If I can give further info that might make what i am talking about clearer please let me know I would be more than happy to do so, it seems so easy but it is doing my head in. I am open to any suggestions on other/better ways of doing the same thing, any hints appreciated.
This maybe doesn't solve your problem (I'll update as needed), but it is a simple simulated dataframe for your conditions (2x11x6 factors)
brackets <- round(seq(15, 85, length.out = 12))
brlabels <- character()
for (i in 1:11) {
brlabels[i] <- paste(brackets[i], "to", brackets[i + 1], sep = " ")
}
AB <- cut(round(runif(100, 18, 80)), breaks = brackets, labels = brlabels)
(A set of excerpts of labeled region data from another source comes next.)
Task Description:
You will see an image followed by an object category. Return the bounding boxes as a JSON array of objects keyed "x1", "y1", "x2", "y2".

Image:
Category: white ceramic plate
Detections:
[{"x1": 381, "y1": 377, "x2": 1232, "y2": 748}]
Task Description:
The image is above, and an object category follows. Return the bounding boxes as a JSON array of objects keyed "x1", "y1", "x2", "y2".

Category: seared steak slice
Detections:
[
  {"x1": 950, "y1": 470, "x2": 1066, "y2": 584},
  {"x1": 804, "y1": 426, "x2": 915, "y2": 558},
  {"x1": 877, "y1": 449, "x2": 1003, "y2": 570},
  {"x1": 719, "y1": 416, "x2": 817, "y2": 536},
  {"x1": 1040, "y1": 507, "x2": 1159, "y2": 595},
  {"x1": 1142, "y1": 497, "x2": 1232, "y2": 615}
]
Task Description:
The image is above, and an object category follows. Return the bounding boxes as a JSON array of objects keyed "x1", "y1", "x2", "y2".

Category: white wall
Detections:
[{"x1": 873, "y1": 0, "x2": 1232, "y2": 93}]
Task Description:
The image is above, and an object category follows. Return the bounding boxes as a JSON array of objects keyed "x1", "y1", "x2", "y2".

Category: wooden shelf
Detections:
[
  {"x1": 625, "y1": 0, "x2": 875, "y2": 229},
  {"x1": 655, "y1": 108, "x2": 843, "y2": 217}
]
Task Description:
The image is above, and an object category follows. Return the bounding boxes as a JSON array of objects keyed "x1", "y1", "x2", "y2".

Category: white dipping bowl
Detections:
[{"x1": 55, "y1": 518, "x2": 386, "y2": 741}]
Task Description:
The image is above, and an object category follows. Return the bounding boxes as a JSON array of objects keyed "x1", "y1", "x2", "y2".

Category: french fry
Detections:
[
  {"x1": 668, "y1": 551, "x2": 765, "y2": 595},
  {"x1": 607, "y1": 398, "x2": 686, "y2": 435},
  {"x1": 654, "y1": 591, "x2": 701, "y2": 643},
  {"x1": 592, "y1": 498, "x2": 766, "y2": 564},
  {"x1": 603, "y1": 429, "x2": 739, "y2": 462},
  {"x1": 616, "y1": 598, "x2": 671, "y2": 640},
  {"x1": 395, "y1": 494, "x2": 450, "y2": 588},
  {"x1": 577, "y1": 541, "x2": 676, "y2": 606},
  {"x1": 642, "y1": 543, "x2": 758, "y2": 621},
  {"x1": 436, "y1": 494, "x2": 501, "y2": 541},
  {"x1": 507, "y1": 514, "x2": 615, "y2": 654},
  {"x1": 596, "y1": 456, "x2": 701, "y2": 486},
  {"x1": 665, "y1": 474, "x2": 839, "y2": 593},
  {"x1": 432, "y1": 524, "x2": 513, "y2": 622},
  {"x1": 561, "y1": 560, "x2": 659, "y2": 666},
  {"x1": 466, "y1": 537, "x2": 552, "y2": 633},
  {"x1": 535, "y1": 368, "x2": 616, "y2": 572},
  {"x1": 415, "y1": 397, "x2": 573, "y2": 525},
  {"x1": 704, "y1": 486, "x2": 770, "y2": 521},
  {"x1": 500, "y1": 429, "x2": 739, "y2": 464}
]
sex <- factor(sample(c(1,2), 100, replace = TRUE), levels = c(1,2), labels = c("Male", "Female"))
eth <- factor(sample(c(1:6), 100, replace = TRUE), levels = c(1:6), labels = c("French", "German", "Swedish", "Polish", "Greek", "Italian"))
somerandombusiness <- rnorm(100, 50, 4)
sim.df <- data.frame(somerandombusiness)
sim.df$AB <- AB
sim.df$sex <- sex
sim.df$eth <- eth
It may be more cumbersome to select a specific intersection of the three at first, but most of the tools to deal with factor variables expect a dataframe.
Edit 1
You could do something like:
runif(1,0) >= (sim.df[which(sim.df$AB=="34 to 40"&sim.df$sex=="Male"&sim.df$eth=="German"), 1])
But I'm still not sure why you would want to. For one, with my method there is no way to be sure that all possible combinations are enumerated. You could up the sample size to a few thousand without much trouble but that would only make it really really likely that every combination existed. In this case I've chose one that does exist.
You could do this more easily w/ something like table(sim.df$eth, sim.df[, 1] > 60) which will give a cross-tab of all the somerandombusiness values > 60 and various ethnicities.